On 25th August Robert fitz Stephen and Dermot joined up with the rest of the Norman force, and Dermot finally fulfilled his promise of giving his daughter to Strongbow as a wife. Miles fitz David, who had followed Robert fitz Stephen throughout his campaign must have witnessed the marriage of Strongbow to Eva at Waterford. A ceremony that took place with the town devastated and burning around then, and amid the bodies of the dead and dying.
The Norman army marched north and took Dublin, but the Norse and Irish fought back,recapturing Waterford and Wexford. The Normans held Dublin with a small force of 600 men. They were blockaded by 30 Norse ships at sea, and by land by an Irish army of 30000 men under the High King, O'Conner. Eventually they burst out of the siege and defeated the Irish at Finglas in September 1171.
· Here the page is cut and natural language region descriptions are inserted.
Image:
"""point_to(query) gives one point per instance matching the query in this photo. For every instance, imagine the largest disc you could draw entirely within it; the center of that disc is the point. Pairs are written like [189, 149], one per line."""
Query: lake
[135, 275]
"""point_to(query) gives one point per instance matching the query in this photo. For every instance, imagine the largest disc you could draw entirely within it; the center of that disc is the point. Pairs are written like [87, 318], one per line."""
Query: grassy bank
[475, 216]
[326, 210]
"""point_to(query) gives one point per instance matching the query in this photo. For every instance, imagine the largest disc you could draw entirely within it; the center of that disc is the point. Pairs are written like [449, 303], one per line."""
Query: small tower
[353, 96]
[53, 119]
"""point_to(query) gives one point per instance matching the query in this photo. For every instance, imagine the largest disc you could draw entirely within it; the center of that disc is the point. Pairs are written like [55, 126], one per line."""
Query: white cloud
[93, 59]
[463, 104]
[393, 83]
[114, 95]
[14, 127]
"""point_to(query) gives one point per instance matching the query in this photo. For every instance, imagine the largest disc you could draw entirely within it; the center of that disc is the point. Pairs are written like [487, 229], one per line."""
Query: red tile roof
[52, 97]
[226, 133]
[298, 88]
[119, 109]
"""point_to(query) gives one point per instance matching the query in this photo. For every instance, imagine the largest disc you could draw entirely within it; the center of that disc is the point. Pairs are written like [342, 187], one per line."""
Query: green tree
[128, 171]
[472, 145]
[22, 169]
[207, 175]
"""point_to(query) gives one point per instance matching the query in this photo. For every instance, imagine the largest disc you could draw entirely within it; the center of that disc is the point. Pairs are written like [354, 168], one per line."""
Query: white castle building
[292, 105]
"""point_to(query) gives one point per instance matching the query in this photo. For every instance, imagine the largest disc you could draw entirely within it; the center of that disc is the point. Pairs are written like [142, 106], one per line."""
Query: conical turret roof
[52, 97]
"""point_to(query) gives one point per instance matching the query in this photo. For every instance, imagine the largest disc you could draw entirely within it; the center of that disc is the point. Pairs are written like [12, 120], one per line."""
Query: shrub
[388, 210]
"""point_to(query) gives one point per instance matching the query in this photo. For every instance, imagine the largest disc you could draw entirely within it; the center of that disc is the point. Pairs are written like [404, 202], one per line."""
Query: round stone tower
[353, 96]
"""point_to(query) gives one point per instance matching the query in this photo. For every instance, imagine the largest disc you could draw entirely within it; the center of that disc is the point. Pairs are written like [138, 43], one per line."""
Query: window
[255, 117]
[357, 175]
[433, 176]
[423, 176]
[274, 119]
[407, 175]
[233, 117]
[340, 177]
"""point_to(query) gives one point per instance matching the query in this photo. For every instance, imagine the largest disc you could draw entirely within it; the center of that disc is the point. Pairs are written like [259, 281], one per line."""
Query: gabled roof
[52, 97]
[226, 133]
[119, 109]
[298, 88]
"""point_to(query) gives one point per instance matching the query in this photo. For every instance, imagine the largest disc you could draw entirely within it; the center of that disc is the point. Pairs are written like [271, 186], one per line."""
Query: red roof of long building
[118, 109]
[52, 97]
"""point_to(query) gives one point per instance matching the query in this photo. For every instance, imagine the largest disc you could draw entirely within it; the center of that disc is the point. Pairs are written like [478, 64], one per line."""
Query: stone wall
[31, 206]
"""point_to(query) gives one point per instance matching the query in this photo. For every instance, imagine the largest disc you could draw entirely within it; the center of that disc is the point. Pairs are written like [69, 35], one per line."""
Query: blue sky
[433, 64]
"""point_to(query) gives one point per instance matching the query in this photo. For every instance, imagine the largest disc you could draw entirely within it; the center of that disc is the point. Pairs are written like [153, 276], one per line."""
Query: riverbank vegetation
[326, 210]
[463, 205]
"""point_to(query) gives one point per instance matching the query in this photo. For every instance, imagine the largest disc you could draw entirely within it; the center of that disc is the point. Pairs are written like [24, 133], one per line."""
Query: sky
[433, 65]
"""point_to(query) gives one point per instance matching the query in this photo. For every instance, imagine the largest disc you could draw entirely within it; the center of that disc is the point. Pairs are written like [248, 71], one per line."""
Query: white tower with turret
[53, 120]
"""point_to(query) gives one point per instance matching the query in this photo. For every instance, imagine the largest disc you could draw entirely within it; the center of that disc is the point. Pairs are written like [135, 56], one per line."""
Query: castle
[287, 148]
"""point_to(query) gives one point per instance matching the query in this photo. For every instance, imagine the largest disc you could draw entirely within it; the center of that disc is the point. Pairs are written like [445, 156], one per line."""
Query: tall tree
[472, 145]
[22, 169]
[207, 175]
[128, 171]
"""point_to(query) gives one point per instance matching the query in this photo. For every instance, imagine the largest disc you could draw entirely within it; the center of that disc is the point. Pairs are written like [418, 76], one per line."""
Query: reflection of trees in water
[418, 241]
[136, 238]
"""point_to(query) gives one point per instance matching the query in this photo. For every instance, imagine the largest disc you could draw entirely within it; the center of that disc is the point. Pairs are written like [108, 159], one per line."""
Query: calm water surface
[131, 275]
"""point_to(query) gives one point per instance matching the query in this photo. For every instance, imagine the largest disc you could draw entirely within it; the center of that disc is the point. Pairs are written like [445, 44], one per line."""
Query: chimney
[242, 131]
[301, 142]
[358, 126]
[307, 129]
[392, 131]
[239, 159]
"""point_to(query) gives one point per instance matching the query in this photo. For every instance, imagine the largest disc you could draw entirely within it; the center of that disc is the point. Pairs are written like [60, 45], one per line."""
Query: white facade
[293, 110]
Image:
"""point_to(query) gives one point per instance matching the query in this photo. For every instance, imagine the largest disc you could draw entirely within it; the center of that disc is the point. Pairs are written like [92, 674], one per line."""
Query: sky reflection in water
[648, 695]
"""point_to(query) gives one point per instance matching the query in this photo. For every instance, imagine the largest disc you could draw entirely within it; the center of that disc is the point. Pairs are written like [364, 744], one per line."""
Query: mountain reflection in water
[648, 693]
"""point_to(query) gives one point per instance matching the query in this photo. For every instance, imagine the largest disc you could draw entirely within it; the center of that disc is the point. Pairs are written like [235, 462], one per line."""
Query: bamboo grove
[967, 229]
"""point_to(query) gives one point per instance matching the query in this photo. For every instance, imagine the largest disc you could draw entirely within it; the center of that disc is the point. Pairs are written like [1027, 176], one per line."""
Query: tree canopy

The swashbuckling phase was now drawing to a close. Dermot had died, and Strongbow had inherited his Kingdom of Leinster. But the whole of the early Norman force in Ireland was viewed with suspicion by Henry II, who now hurried to Ireland. Henry had been given, soon after his accession in 1155, a papal grant from the English pope Hadrian IV authorising him to take over Ireland in order to "proclaim the truth of the Christian religion to the rude and ignorant people". But it was perhaps really his understanding of his Barons and their early success in Ireland that led Henry to personally intervene in Ireland. He landed on 17th October 1171 at Waterford with 500 knights and 4000 archers, plus a large quantity of siege equipment aimed more at Strongbow's castles, should he choose not to bow to the king's authority, than against any native Irish stronghold.
Henry II was determined to prevent any independent kingdom arising, and there is also suspicion that he was attempting to divert attention from the murder of Thomas a Becket in December 1170. The view of Maurice fitz Gerald, recorded at the time, sums up contemporary thought. "Though English to the Irish, we are Irish to the English". The king indeed brought new men with him, and was suspicious of the early invaders. He confirmed Strongbow to Leinster, perhaps because he had little choice, but everything else went to the new men. Most of the original force, Robert fitz Stephen, Meiler fitz Henry, Miles fitz David were placed in Dublin as garrison. But Strongbow did grant them land when he sub-divided Leinster. It was then that Miles fitz David became Baron of Iverk in the very south of Co Kilkenny.
Henry II left Ireland without conquering much of the country. That task was left to the Normans who remained. He did make his youngest son John, Lord of Ireland in 1185. The three elder sons of Henry II were to become respectively King of England (with Normandy and Anjou), Lord of Aquitaine and Lord of Brittany. John did not expect to become king of England, but his elder brothers all died, and when John became King in 1199, the Lordship of Ireland became almost accidentally attached to the English crown.